Louise heeft gezien dat Hélène en Felix sex hebben gehad. Ze dacht dat dit een spel was. En daarom wilde ze het spel ook met tante Margot spelen. Zo komt Margot erachter dat Felix haar ontrouw is geweest en ze verbreekt dan ook de verloving. Loulou’s moeder is heel boos op Loulou en slaat haar. Loulou is helemaal van streek en loop weg samen met haar hondje, Teddy-Bali. Na een tijd zoeken wordt ze gevonden. Nadat Hélène en Margot een aantal keren ruzie hebben gehad besluit Margot naar Bali te gaan. Loulou mag mee en daar ontmoet ze Tinka, een danseres van 13 die eigenlijk een tante is.

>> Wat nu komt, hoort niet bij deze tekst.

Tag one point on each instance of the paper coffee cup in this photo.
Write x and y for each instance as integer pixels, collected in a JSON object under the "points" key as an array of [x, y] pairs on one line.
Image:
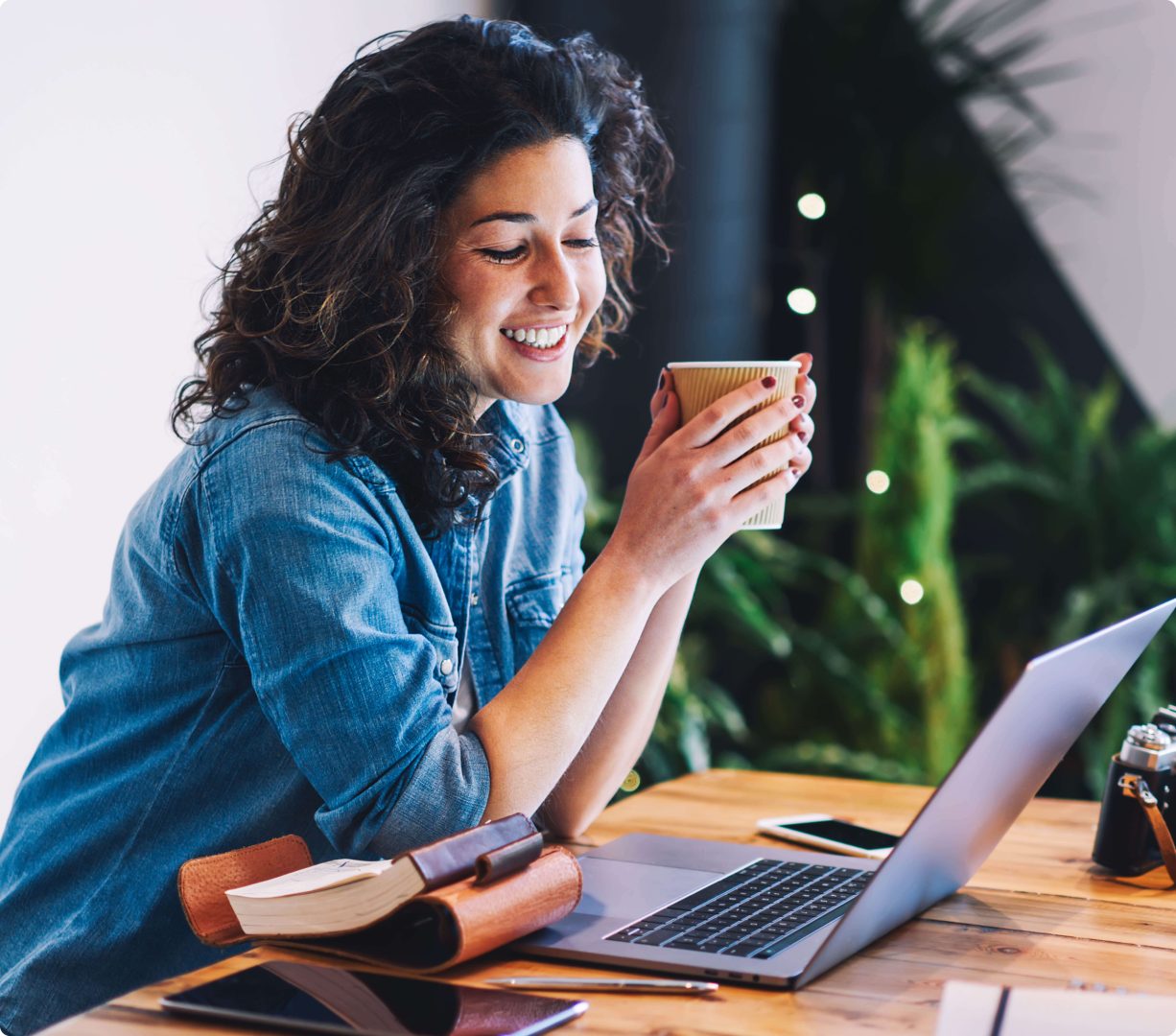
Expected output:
{"points": [[700, 384]]}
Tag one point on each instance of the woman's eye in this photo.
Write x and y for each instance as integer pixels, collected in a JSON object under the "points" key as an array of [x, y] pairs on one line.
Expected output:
{"points": [[499, 255]]}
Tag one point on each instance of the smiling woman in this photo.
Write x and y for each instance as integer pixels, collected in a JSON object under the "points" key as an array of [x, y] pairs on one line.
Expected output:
{"points": [[354, 607]]}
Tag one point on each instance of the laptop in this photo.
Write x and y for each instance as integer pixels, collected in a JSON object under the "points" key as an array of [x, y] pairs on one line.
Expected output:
{"points": [[780, 919]]}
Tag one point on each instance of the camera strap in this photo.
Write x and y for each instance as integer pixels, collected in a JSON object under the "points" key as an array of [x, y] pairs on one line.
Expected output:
{"points": [[1135, 787]]}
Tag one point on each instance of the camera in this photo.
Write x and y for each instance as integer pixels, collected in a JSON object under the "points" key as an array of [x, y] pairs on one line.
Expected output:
{"points": [[1124, 842]]}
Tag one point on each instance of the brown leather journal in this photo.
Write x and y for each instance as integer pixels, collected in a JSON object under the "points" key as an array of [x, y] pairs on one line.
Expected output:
{"points": [[482, 889]]}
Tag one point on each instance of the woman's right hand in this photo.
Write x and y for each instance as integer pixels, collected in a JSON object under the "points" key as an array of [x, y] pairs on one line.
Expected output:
{"points": [[693, 485]]}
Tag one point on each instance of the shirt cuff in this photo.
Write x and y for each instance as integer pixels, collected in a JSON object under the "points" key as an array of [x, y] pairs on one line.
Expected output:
{"points": [[446, 792]]}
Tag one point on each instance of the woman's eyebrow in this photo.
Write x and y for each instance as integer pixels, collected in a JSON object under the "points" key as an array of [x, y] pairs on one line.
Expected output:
{"points": [[526, 217]]}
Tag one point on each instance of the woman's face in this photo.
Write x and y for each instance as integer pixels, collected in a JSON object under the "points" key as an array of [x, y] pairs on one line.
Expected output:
{"points": [[525, 267]]}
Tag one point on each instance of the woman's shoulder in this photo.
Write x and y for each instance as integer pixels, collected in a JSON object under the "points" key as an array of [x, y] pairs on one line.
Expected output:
{"points": [[539, 425], [265, 430]]}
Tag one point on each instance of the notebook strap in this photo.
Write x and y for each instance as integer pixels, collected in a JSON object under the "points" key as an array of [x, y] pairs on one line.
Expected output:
{"points": [[1135, 787]]}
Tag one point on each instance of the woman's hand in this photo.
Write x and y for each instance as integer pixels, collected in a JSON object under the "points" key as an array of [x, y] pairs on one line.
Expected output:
{"points": [[693, 485]]}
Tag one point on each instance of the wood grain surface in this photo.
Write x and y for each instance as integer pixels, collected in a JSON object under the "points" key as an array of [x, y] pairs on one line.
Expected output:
{"points": [[1039, 912]]}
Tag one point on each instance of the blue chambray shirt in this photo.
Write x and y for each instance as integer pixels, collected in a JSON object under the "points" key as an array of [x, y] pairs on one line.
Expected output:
{"points": [[279, 654]]}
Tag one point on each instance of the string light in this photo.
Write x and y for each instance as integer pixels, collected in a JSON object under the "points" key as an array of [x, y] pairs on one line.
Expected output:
{"points": [[911, 592], [811, 206], [801, 300]]}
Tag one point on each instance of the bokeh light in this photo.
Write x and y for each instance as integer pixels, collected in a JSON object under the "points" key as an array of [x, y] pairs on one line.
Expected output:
{"points": [[811, 206], [801, 300], [911, 592]]}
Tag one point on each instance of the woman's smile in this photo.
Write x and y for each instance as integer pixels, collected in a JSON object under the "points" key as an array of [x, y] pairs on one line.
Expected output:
{"points": [[524, 259]]}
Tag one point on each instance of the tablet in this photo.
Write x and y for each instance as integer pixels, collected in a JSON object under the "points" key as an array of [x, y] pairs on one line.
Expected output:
{"points": [[301, 998]]}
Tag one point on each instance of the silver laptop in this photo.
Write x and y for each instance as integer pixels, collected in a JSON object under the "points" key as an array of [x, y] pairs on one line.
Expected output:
{"points": [[781, 919]]}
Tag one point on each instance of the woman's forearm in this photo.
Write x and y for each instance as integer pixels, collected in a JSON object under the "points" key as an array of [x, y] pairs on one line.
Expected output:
{"points": [[625, 722], [539, 722]]}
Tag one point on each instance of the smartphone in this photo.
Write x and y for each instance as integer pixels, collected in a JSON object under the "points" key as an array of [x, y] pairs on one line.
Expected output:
{"points": [[301, 998], [822, 832]]}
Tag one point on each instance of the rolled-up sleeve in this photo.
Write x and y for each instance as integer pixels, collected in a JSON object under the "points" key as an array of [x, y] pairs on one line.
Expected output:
{"points": [[299, 568]]}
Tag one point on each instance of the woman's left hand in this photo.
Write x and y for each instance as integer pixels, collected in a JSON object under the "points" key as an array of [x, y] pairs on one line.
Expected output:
{"points": [[802, 425]]}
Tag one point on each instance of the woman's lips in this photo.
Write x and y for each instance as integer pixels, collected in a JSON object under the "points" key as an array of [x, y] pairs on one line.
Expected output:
{"points": [[541, 354]]}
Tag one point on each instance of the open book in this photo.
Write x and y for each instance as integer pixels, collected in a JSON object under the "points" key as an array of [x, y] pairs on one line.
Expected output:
{"points": [[346, 895], [426, 909]]}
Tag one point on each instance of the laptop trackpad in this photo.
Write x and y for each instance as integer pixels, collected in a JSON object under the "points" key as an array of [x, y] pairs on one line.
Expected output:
{"points": [[620, 888]]}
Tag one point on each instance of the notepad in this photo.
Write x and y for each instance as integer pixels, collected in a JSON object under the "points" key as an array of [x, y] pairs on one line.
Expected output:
{"points": [[976, 1009]]}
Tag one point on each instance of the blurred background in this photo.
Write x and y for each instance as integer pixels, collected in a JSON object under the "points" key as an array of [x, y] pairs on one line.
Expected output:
{"points": [[966, 209]]}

Als Loulou en Margot terugkomen heeft Louise een broertje, genaamd Simon. Ze vindt het niet haar echte broertje, omdat ze er niet om gevraagd heeft.
In 1939 vertrekt de familie naar Nederland omdat er veel negatieve berichten komen uit Nederland over de aankomende oorlog. Maar als ze een tussenstop maken blijkt dat er een beroemde musicus aan boord komt, genaamd Benjamin Silbermann. Hij is een beetje raar maar hij houd wel van Tinka en Loulou. Ze krijgen van hem altijd privé voorstellingen. Maar als ze langs de kust van Italië varen springt hij overboord. Om de goden tevreden te houden gooien ze zijn koffertje ook de zee in. Dit koffertje was een schat.
Voor Louise en Tinka is het verschil tussen Indonesië en Nederland veel te groot. Ze blijven verlangen om terug te gaan en in het begin geloven ze ook dat ze snel terug gaan naar Indonesië. Maar op een gegeven moment geloven ze er niet meer in. Dan besluit Tinka terug te gaan naar Bali. Op een dag loopt ze gewoon de zee in en word er niets meer van haar vernomen. Ze spoelt wel weer aan maar daar heeft Louise niet op gewacht.
Als de oorlog uitbreekt vluchten Hélène, Simon en de tante van Louise naar Engeland. Louise’s vader en Louise blijven bij oma Mimi maar als haar oma overlijdt, duiken ze onder bij Aleida Bakker. Zij was eigenlijk de kinderjuf in het waterland. Ze mag Aleida niet echt omdat ze denkt dat zij haar vader wil afpakken.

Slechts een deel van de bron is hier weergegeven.